A further problem was our seemingly unique ability to wrap the anchor rode around the keel on 2 out of every 3 anchoring sessions. This always happened when the tide reversed and was a real PITA. We had mixed luck "unravelling" the situation. Sometimes we got it right by motoring in a wide circle and unwinding the rode from the keel. Other times we couldn't figure out which way to motor and ended up undoing the bitter end and tossing it over the side with a fender attached and then retrieving it.

Some research on the web highlighted that we weren't the only hapless victims of this particular problem. The solution seemed to be either all-chain or an "angel" i.e. a weight that slides down the anchor rode to ensure it is pulled strait down.

We decided in the end to buy 40m of chain. We chose 6mm chain after some research. This size would be sufficiently strong to anchor our 26ft lightish boat, but would not add a huge amount of weight in the anchor locker (30 kg). We bought a 6kg Delta copy to go on the end. The windlass is a Lofrans X1 which has been mounted on the anchor locker lid.

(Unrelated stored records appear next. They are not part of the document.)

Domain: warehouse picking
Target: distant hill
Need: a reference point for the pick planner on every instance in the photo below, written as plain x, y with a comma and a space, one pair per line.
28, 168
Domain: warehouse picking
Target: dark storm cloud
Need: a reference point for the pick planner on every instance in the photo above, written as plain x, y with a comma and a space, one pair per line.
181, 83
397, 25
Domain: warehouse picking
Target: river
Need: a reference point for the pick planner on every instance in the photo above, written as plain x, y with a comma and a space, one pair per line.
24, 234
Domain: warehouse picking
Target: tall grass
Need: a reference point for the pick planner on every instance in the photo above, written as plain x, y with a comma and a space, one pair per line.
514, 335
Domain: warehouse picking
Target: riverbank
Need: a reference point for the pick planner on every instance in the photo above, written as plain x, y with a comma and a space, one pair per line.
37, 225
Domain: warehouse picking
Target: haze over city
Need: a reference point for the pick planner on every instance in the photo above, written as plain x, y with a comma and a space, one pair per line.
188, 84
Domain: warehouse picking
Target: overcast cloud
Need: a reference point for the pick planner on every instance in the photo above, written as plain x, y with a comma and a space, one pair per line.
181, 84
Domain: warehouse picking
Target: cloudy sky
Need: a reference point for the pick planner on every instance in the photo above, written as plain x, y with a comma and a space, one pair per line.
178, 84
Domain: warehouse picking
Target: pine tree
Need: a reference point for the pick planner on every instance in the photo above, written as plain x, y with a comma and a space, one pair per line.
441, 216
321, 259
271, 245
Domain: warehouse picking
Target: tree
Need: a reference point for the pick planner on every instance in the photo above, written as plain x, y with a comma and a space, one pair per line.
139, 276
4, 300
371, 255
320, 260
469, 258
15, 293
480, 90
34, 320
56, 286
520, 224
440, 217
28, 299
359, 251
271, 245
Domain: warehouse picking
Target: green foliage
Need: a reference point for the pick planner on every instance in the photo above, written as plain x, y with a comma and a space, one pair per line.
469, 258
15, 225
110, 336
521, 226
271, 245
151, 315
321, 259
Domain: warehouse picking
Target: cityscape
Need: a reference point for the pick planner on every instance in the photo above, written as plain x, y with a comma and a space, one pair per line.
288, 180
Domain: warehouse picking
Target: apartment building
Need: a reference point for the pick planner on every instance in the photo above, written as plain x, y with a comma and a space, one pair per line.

Update: One season on and the decision to install the windlass has proved itself time and again. Delta copy & chain works well ad we've yet to have a dragging problem or a failure to set.  The only negatives have been the foot switches (bloody useless - now replaced with a wired remote) and the shallow anchor locker. The chain piles up in a nice pyramid in the shallow locker and eventually jams the incoming chain. This necessitates opening the locker after every 15-20m of chain recovered to flatten the chain pile. Nothing I can do about the depth of the anchor locker but apparently stainless steel chain would solve the problem as it tends to "flow" better than galvanised chain. At roughly £350 for 40m it's never going to happen!

Update 2: I've finally used the warping drum on the windlass. It's proved very useful for hauling the tender on board. I clip the spinnaker halyard onto the towing eye and route the halyard via a turning block on the toe rail to the drum. This makes hauling the tender up n deck an absolute doddle.